И если в сфере реального капитала с высокими способностями к риску тема возможного/невозможного в той или иной степени опирается на математические показатели (вроде теории вероятности или теории игр), то, перемещаясь в пространство повседневной жизни вынужденных предпринимателей самих себя, ежедневно рискующих, подобно героям сериала «Игра в кальмара», мы обнаруживаем, как происходит дискредитация самой идеи возможности. Множество историй об инфобизнесменах-мошенниках, криптопирамидах, эзотерических практиках, призванных открыть «денежные чакры», больших кредитах для создания фальшивой роскоши у несостоявшихся горе-инфлюенсеров и бесконечном платном обучении в поисках своего призвания и раскрытия потенциала – все это уводит тематику реальных возможностей саморазвития в сферу туманных фантазий, несбыточных надежд и потребления иллюзий героя нашего времени.
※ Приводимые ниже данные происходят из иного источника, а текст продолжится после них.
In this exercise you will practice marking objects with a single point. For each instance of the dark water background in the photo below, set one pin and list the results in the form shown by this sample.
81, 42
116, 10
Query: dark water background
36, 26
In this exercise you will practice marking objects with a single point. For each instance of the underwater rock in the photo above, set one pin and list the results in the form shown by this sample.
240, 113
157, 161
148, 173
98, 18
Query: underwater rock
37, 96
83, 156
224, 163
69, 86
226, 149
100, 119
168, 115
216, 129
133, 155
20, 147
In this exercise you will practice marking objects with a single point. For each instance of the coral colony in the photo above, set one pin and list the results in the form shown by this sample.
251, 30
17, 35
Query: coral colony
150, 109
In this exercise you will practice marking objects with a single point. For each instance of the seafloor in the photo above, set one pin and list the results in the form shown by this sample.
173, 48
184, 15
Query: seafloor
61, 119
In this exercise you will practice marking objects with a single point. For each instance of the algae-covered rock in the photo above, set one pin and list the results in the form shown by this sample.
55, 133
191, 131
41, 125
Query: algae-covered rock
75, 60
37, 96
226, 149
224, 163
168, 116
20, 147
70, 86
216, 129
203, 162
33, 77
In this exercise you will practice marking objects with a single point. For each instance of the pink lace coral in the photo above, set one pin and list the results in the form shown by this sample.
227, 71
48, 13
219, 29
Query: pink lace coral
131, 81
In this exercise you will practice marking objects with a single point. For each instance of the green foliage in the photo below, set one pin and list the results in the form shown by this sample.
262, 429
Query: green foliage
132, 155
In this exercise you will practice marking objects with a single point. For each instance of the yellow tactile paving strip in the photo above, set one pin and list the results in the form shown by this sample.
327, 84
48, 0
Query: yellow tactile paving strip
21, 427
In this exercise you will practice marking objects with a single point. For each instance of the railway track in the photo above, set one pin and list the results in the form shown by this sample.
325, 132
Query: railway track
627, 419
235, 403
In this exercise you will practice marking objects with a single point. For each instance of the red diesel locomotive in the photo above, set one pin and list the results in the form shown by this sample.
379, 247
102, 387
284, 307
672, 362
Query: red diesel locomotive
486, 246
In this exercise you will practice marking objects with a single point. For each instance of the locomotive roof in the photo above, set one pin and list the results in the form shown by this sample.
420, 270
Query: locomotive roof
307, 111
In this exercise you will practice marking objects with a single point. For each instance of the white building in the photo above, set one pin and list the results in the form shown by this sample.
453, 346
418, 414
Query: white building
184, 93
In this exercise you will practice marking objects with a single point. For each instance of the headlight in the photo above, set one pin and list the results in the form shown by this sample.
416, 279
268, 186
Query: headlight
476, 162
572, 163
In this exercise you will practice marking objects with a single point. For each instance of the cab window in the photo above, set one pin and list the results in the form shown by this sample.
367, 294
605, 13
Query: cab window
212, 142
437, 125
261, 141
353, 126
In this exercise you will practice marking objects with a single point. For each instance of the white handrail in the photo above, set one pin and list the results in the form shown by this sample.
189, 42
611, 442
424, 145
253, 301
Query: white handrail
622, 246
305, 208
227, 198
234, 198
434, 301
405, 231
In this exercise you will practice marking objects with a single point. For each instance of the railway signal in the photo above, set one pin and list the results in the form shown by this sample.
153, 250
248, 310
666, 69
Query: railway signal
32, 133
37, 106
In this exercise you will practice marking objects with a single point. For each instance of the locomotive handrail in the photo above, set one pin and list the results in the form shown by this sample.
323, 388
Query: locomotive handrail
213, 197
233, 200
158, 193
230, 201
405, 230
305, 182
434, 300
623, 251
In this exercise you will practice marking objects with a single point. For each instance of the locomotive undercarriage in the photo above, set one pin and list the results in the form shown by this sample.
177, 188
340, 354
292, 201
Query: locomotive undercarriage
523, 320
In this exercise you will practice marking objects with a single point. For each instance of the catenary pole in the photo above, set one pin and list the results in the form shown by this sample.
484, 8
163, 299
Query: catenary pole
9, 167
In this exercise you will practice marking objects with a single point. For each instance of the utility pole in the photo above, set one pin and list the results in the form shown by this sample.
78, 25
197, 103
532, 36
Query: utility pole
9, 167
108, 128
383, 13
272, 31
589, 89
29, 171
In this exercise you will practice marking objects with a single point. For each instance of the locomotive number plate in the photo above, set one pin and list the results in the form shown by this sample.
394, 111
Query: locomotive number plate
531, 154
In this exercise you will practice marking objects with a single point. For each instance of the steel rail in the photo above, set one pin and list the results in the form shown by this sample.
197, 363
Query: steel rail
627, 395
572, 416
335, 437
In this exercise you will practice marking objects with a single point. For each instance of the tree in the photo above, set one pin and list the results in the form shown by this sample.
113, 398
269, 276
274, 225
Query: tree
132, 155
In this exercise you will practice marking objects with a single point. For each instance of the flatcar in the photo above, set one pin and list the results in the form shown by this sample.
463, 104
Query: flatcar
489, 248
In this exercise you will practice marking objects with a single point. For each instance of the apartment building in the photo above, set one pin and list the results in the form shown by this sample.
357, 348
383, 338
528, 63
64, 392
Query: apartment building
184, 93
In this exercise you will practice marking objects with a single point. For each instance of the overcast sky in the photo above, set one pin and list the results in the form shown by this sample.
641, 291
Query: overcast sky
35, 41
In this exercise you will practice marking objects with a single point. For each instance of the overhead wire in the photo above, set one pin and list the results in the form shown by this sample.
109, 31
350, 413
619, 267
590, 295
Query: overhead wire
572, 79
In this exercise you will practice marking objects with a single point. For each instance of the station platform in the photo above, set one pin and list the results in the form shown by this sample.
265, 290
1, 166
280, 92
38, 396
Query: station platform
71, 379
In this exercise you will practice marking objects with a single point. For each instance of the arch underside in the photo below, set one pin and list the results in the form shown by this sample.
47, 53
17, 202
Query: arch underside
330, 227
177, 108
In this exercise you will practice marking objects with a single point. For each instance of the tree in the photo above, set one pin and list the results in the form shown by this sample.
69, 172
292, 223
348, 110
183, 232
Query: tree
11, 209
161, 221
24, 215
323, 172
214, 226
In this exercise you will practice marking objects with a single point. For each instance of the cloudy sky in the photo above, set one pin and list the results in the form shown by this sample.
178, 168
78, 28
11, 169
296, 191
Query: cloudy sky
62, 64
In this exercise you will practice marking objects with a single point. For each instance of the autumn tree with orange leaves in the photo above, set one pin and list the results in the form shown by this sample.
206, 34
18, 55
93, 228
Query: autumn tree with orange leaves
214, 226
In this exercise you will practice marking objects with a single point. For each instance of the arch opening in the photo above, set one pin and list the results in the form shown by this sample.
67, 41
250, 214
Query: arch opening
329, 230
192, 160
Дискредитация возможностей разворачивается в смещении с оценки реального потенциала явлений/ситуаций/вещей/людей к фантастическому сторителлингу вокруг брендов и модных веяний, стартапов-единорогов и проповедников богатой жизни, обещающих будущим потребителям изначально нереалистичные сценарии развития событий. Если обратиться к словарю квантовой физики, то «возможные» состояния того или иного квантового объекта – это его потенциально «реальные состояния». Но отличие кота Шрёдингера от кота в игре неолиберального воображения в том, что его изначально может не существовать вовсе. Сумка Birkin – это обычная сумка плюс стимуляция потребительской фантазии, которая убеждает счастливого обладателя модного аксессуара в том, что он должен верить в свою избранность и уникальность. Ультрабыстрые тренды генерируют эфемерные образы, ценность которых носит сугубо произвольный характер.

Любые качества самых разных культурных артефактов и явлений могут быть скомбинированы в произвольном порядке, а им будет приписана высочайшая ценность по прихоти того или иного трендмейкера. В какой-то момент выпускающая плащ «а-ля мусорный мешок» Balenciaga убедила фанатов бренда в том, что это шик и блеск. Правда, доказывать прохожим, что ты не нуждаешься в милостыне для выживания на экзистенциальном холоде, придется самому покупателю экзотической продукции. Такова плата за экстраординарность. Реальные возможности вытесняются потреблением иллюзий и заранее проигрышных сценариев персонального будущего, которые упакованы в утопические нарративы, долги по кредитам и фрустрацию от несбывшихся планов.

Самозабвенный скроллинг цифровой ленты и магическое вслушивание в голоса рыночной вселенной – это реакция на ощущение опасности и радикальной непредсказуемости развития событий в связи с растущими по экспоненте возможностями для инвестиции своего внимания, времени, способностей и буквально всего, что еще осталось у дезориентированного субъекта после реальных вложений в жизнь-как-бизнес имени себя.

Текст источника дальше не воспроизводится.